10 things you should know about Dr. Ashima Chatterjee
23 September – 100th Birth Anniversary
23rd of September 2017 marks Dr. Ashima Chatterjee’s birth centenary. While the world of science would always be indebted to her illustrious contributions in the field of studying medicinal properties of plants native to India, the general public is largely unaware of her work.
Today, on her 100th birth anniversary, Buddy4Study remembers and pays tribute to India’s most reputed scholar and globally acclaimed chemist. Here are five things you must know about the woman who not only completed her studies but also excelled in a time when women studying science was unheard of.
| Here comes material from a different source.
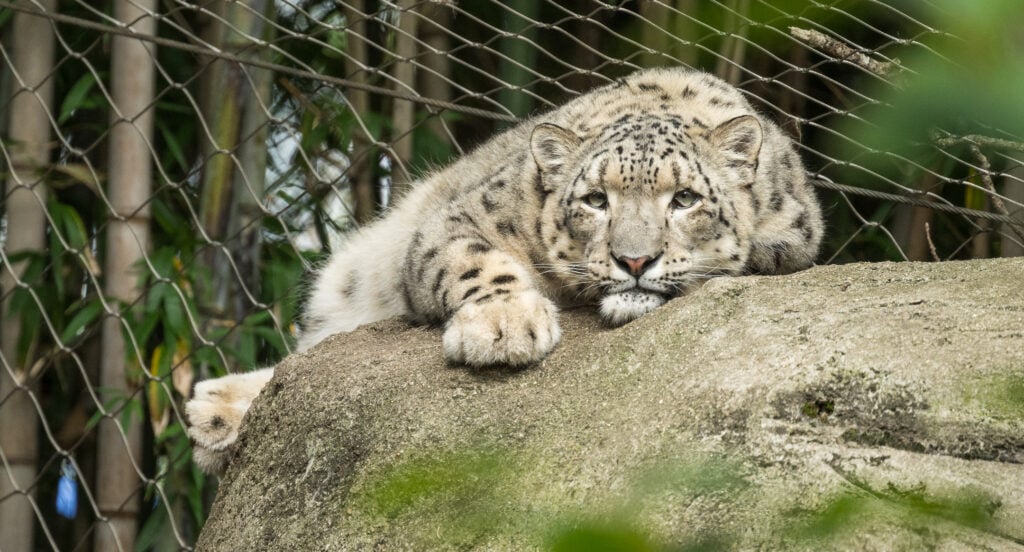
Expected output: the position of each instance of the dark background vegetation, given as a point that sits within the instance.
(236, 227)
Dr. Chatterjee was a Premchand Roychand Scholar of the University of Calcutta
She was the first woman to be awarded a Doctor of Science by an Indian University in the year 1944
She was also the first woman to be elected to the office of Indian Science Congress as the General
She was honoured with Padma Bhushan, India’s third highest civilian award, for her contributions to the field of science
She published more than 400 research papers in national and international scientific journals. Much of this was included in citations and textbooks across the world
She compiled ‘The Treatise on Indian Medicinal Plants’ published in six volumes in English
She was honoured with Shanti Swarup Bhatnagar Award 1961 for her immense contribution in the field of Chemistry of Natural Products
She was recognized as Woman of the Year in 1965 by Bengal Chamber of Commerce
She is credited with the development of an epilepsy drug named Ayush-56
She is also credited with development of antimalarial drugs from native medicinal plants
While it is difficult to summarize 60 years of research work that Dr. Chatterjee dedicated her life to, it would be a respectful tribute to let our fellow citizens know of the contributions made by this shining figure in the field of medicinal chemistry.